Hintergrundinformationen

Das Wissenschaftliche Institut der AOK (WIdO) schafft zusammen mit dem Robert Koch-Institut und dem Umweltbundesamt im Forschungsprojekt BURDEN 2020 Transparenz zur gesundheitlichen Beeinträchtigung bei ausgewählten Krankheiten unter allen Einwohnern in den Regionen Deutschlands. Das Projekt BURDEN 2020 wird durch den Innovationsfonds des Gemeinsamen Bundesausschusses gefördert (Förderkennzeichen 01VSF17007). Im Rahmen dieses Projektes wird die Krankheitslastberechnung für Deutschland und seine Regionen unter Nutzung der Methoden der „Global Burden of Disease“ (GBD)-Studie mit entsprechenden Modifikationen und Ergänzungen durchgeführt. Ausgewählte Erkrankungen werden hierbei auf Basis der Zusammenführung verschiedener Datenquellen fokussiert betrachtet. Neben der Todesursachenstatistik, Befragungsdaten, Umweltdaten etc. werden insbesondere auch die Routinedaten des WIdO genutzt.

Das Wissenschaftliche Institut der AOK befasst sich seit 1976 unter anderem mit der Analyse von Routinedaten und kann mit den daraus gewonnenen Informationen helfen, Fragen zu Krankheitsprävalenzen und der Gesundheitsversorgung zu beantworten. Diese Expertise lässt sich nutzen, um die gesundheitliche Situation der Bevölkerung in Deutschland mit einer regionalen Differenzierung umfassender zu beschreiben.

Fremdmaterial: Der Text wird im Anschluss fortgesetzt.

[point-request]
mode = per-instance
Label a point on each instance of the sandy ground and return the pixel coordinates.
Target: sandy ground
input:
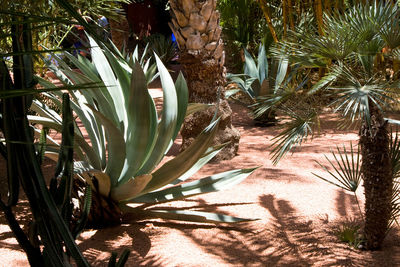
(297, 213)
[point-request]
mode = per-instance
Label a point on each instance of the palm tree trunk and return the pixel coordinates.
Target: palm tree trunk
(378, 180)
(196, 27)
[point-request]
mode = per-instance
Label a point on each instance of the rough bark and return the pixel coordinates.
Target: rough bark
(195, 24)
(378, 179)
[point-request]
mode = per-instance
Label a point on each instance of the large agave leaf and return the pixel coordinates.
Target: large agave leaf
(281, 72)
(79, 140)
(113, 86)
(116, 148)
(142, 128)
(166, 127)
(194, 216)
(183, 162)
(131, 188)
(208, 184)
(183, 98)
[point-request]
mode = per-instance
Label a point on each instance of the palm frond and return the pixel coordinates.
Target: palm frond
(347, 169)
(297, 131)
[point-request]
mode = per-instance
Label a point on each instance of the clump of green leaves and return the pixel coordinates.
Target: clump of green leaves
(350, 232)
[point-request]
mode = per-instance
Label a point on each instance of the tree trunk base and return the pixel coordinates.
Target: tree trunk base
(378, 179)
(195, 123)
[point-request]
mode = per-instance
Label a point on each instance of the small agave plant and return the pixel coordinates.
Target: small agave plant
(128, 139)
(257, 82)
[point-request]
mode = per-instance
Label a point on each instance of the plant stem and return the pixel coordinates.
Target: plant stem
(359, 207)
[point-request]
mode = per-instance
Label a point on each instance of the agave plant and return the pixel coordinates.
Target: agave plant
(128, 140)
(257, 82)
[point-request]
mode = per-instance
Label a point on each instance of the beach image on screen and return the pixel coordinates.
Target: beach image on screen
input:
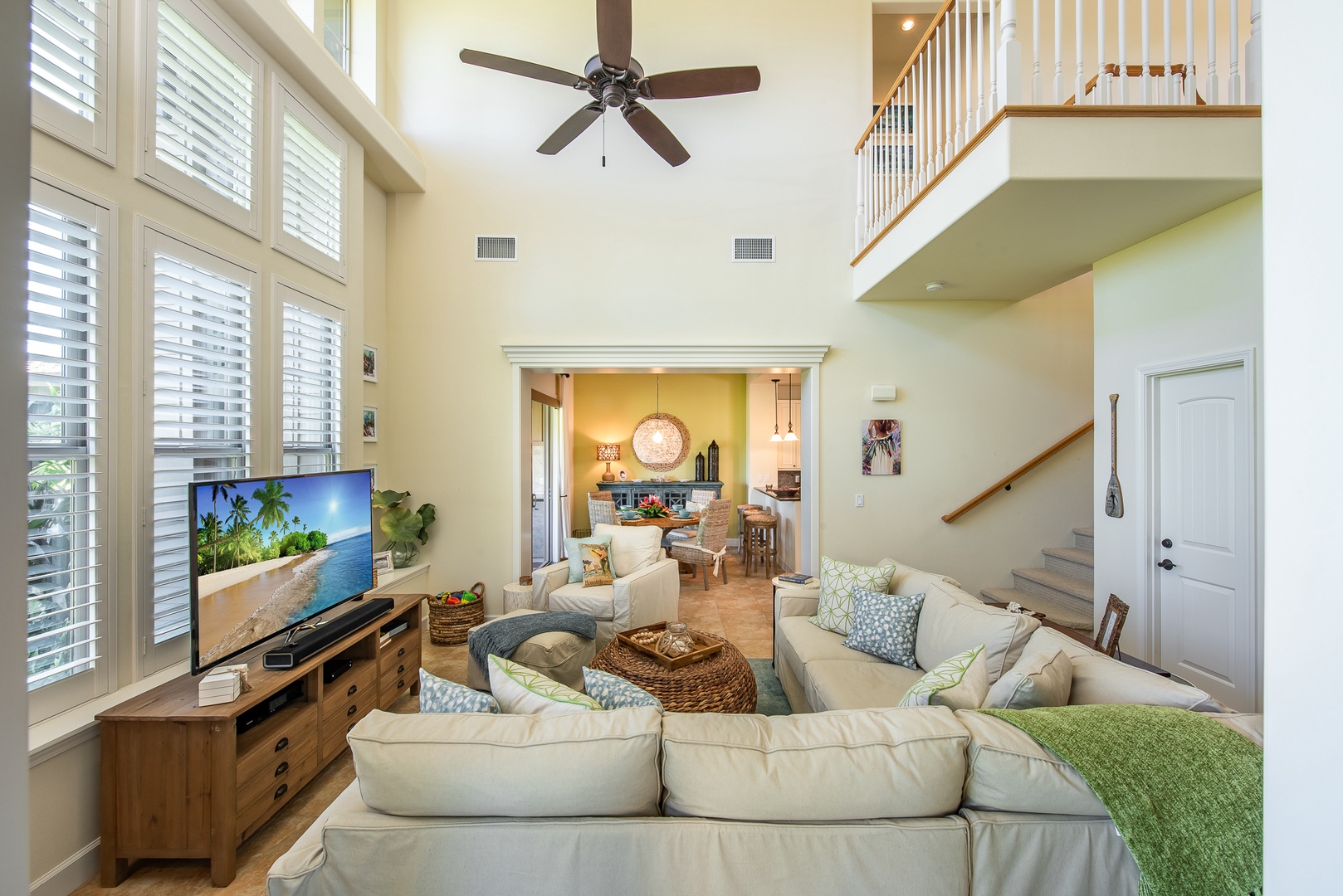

Die dargestellten Ergebnisse auf den Seiten von www.krankheitslage-deutschland.de gehen in das Projekt „BURDEN 2020 – Die Krankheitslast in Deutschland und seinen Regionen“ ein. Die Analysen greifen in Teilen auf Vorarbeiten im Rahmen dieser Studie zurück. Mit den vorliegenden Ergebnissen soll Transparenz über das Krankheitsgeschehen in Deutschland geschaffen werden. Ein umfassendes Bild zur gesundheitlichen Situation der Bevölkerung in Deutschland ist eine wichtige Voraussetzung für die Planung und Gestaltung einer zielgerichteten Gesundheitspolitik sowie von Versorgungs- und Präventionsangeboten. Es ist damit ein Schlüssel zur Verbesserung der Gesundheit in Deutschland.

Zur Methodik

Die Berechnung der Krankheitsprävalenzen zur Bestimmung der Krankheitslage in Deutschland nutzt ein im WIdO etabliertes methodisches Instrumentarium. Das Instrumentarium setzt sich aus drei Säulen zusammen:

  1. Analyse der Abrechnungsdaten der mehr als 27 Millionen AOK-Versicherten,
  2. Anwendung eines Prävalenzkonzepts, das die Herausforderung beim Umgang mit einer dynamischen, offenen Kohorte berücksichtigt und
  3. ein alters-, geschlechts- und morbiditätsadjustierendes Hochrechnungsverfahren, das basierend auf den Routinedaten der AOK-Versicherten Aussagen über alle Einwohner in den Regionen Deutschlands erlaubt.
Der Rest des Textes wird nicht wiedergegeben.